Curitiba ainda tem uma estátua do ex-ditador sírio Hafez al-Assad
No contexto de um movimento global de protestos, manifestantes têm derrubado estátuas de figuras históricas. Americanos desabaram líderes confederados de seus pedestais, por exemplo, enquanto ingleses jogaram um mercador de escravos em um rio e portugueses vandalizaram o jesuíta Antonio Vieira. O bandeirante Borba Gato, em São Paulo, teve de ser vigiado 24 horas por dia para não cair também. Essas ações abriram um debate sobre como lidar com a memória.

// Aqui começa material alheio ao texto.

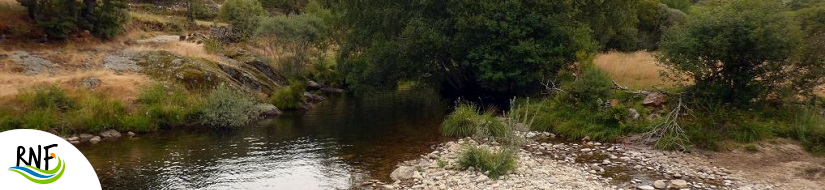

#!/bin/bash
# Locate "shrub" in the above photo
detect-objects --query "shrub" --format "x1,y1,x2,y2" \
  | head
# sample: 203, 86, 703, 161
120, 113, 158, 132
132, 83, 201, 131
66, 95, 126, 132
218, 0, 266, 40
200, 83, 259, 127
441, 104, 479, 137
659, 0, 807, 105
441, 103, 512, 138
21, 109, 61, 130
203, 38, 223, 54
18, 0, 129, 39
270, 81, 306, 110
17, 85, 77, 110
458, 145, 516, 179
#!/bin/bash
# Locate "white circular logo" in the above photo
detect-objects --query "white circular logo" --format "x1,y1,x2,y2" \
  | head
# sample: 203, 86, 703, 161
0, 129, 101, 190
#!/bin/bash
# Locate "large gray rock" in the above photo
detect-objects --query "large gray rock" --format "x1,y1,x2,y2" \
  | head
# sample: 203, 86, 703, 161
306, 81, 321, 90
9, 51, 56, 75
83, 77, 101, 90
89, 136, 100, 144
653, 180, 667, 189
390, 166, 415, 181
103, 52, 140, 71
321, 87, 344, 94
255, 104, 283, 117
100, 129, 123, 139
670, 179, 688, 189
80, 134, 95, 142
642, 92, 667, 106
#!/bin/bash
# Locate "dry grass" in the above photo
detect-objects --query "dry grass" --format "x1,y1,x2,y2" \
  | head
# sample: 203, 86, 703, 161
0, 70, 151, 102
594, 51, 675, 89
126, 41, 225, 64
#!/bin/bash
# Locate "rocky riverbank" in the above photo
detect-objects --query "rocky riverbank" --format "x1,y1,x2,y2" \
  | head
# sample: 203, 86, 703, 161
370, 132, 796, 189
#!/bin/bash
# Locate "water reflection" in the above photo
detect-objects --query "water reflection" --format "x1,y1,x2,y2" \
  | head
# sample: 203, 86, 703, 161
79, 88, 447, 189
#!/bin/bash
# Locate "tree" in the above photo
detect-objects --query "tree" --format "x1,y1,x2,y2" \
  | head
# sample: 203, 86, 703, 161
18, 0, 129, 39
794, 4, 825, 99
256, 14, 327, 77
219, 0, 266, 40
334, 0, 594, 95
659, 0, 807, 104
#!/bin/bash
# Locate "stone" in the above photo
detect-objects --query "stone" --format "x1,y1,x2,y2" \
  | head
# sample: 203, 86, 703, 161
321, 87, 344, 94
476, 175, 490, 182
83, 77, 101, 90
642, 92, 667, 107
304, 92, 324, 103
306, 81, 321, 90
255, 104, 284, 117
89, 136, 100, 144
653, 180, 667, 189
80, 133, 95, 142
636, 185, 656, 190
670, 179, 688, 189
9, 51, 56, 75
627, 108, 642, 119
100, 129, 123, 139
390, 166, 415, 181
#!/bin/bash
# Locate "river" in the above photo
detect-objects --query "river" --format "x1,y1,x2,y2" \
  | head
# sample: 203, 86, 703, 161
78, 90, 449, 189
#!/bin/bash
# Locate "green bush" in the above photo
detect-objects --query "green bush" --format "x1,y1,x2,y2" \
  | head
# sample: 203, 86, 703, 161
529, 67, 650, 141
441, 104, 479, 137
270, 81, 306, 110
17, 85, 77, 110
21, 109, 61, 130
66, 95, 126, 132
458, 145, 517, 179
200, 83, 260, 127
203, 38, 223, 54
441, 103, 511, 138
659, 0, 813, 106
218, 0, 266, 40
18, 0, 129, 39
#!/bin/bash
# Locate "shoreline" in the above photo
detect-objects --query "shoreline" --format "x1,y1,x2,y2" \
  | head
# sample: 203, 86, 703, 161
380, 132, 817, 189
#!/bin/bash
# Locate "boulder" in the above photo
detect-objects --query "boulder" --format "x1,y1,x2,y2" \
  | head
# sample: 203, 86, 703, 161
80, 134, 95, 142
321, 87, 344, 94
304, 92, 324, 104
653, 180, 667, 189
306, 81, 321, 90
100, 129, 123, 139
255, 104, 283, 117
627, 108, 642, 119
390, 166, 415, 181
89, 136, 100, 144
83, 77, 100, 90
670, 179, 688, 189
642, 92, 667, 107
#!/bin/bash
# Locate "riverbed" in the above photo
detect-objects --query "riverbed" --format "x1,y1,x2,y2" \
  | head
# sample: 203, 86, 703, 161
78, 89, 449, 189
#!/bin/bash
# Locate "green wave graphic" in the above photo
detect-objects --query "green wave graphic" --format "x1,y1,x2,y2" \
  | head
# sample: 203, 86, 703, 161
9, 158, 66, 184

Uma estátua em Curitiba, no entanto, tem passado batida por essa onda de derrubadas: a do ex-ditador sírio Hafez al-Assad. Como lembrou Jean-Philip Struck na rede social Twitter na semana passada, o busto de Hafez segue incólume em uma pracinha da cidade. Disse:
Sobre a discussão das estátuas. Em uma praça de Curitiba existe um busto do antigo ditador sírio Hafez al-Assad, pai do igualmente sanguinário Bashar al-Assad. Foi instalado no início dos anos 2000. Continua no mesmo local, nove anos após o início da guerra civil pic.twitter.com/zwEZTT2VO4
— Jean-Philip Struck (@jeanstruck) June 13, 2020
Hafez al-Assad governou a Síria de 1970 a 2000. Foi ele quem cimentou o violento estado de polícia que sobrevive até hoje. Ele é responsável, também, pela chacina de 1982 em Hama — durante a qual a cidade foi devastada, e seus moradores, massacrados. A Síria, governada por seu filho Bashar, vive desde 2011 uma guerra civil.
O busto de Hafez al-Assad, no bairro Portão, foi posto em 2002 por um projeto do então vereador Paulo Salamuni, um descendente de árabes. Uma placa apresenta Hafez como “o grande construtor da Síria moderna”. Em 2012, houve protestos contra a estátua, por razão da violência sistemática do estado sírio contra a própria população.
O Brasil abriga uma das principais comunidades sírias do mundo. Foi para o Brasil que sírios e libaneses migraram em massa entre 1870 e 1930, fugindo do Império Otomano e do mandato francês. Entre outras coisas, eles trouxeram o quibe e a esfiha e levaram de volta para a terra natal o chá mate que aprenderam a beber na América Latina.
A estátua de Hafez não é, aliás, a única relação incômoda entre políticos sírios e o Brasil. Adib al-Shishakli, que foi presidente da Síria nos anos 1950, fugiu para Goiás depois de ser deposto. Em 1964, ele foi assassinado em Ceres por um migrante sírio em busca de vingança.